Andreas Neumann August 17, 2018 at 5:25 PM
It turns out that this can happen anytime we stop a MapReduce in a unit test.

Andreas Neumann August 10, 2018 at 6:13 PM
This is a bug in Hadoop and we cannot easily fix it. It only happens after some other, unrelated failure caused a timeout, and the hung build killer interrupts the running mapreduce.

Andreas Neumann August 10, 2018 at 4:32 PM
This is a bug in Hadoop's {{Shell.runCommand()}} (which is used to perform local file system operations). It starts a process and then starts a thread that reads that process' standard error"
The readLine()
will lock on the reader itself, then delegate the read to the input stream reader, which locks on the error stream itself.
The {{runCommand()}} method's finally clause, however, synchronizes on the error stream first and then closes the buffered reader, which synchronizes on itself.
In this case, if completed
were false, we'd have a problem, because {{errThread.interrupt()}} does not interrupt the readLine()

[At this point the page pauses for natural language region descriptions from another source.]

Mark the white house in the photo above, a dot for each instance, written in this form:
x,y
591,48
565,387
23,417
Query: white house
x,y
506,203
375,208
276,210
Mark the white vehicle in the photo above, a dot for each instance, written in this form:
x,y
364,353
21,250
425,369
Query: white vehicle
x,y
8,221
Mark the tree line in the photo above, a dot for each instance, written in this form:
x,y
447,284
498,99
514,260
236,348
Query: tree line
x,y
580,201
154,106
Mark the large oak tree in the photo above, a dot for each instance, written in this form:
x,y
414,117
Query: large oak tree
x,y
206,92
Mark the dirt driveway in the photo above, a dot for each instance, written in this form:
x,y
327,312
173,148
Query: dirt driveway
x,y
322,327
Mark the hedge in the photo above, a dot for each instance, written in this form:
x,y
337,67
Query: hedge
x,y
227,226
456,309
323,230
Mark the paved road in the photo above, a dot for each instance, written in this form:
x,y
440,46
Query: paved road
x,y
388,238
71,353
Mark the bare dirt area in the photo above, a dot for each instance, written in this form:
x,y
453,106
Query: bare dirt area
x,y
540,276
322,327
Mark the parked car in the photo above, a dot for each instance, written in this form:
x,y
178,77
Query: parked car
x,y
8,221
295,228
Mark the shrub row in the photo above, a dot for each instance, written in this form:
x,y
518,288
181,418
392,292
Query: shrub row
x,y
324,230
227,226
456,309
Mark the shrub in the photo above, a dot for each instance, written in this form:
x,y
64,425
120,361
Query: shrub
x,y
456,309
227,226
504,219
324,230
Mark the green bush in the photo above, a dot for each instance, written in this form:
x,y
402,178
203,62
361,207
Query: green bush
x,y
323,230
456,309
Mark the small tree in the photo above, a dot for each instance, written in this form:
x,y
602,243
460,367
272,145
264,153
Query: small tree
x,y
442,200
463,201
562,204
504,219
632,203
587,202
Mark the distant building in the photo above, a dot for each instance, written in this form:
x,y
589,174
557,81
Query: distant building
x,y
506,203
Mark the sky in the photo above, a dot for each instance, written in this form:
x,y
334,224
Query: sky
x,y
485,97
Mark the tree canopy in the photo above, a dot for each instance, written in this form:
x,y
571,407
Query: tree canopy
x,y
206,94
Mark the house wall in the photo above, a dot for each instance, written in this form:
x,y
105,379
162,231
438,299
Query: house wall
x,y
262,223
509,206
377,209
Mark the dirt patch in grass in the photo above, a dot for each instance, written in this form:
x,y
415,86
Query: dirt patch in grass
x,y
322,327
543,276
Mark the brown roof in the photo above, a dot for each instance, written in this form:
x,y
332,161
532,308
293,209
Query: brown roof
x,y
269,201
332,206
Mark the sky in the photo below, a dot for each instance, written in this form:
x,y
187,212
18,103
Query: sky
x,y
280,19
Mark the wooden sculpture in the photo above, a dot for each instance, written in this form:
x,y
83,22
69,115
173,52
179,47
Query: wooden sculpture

- it is blocking and not interruptible, and hence the error thread was not joined. So, it is still running and holding the lock when errReader.close()
is called.
However, I believe that this can only happen if the thread running the Shell itself is interrupted. Which means there was an earlier problem that caused a timeout or something similar. So, this is an issue in Hadoop's handling of interrupts, and then can cause tests to hang. But the actual test failure has a different root cause.
In a hung build, the following deadlock was detected:
This appears to be related to writing the transaction to a file, so that tasks can read it.
Opening as a blocker because it fails builds and impacts productivity.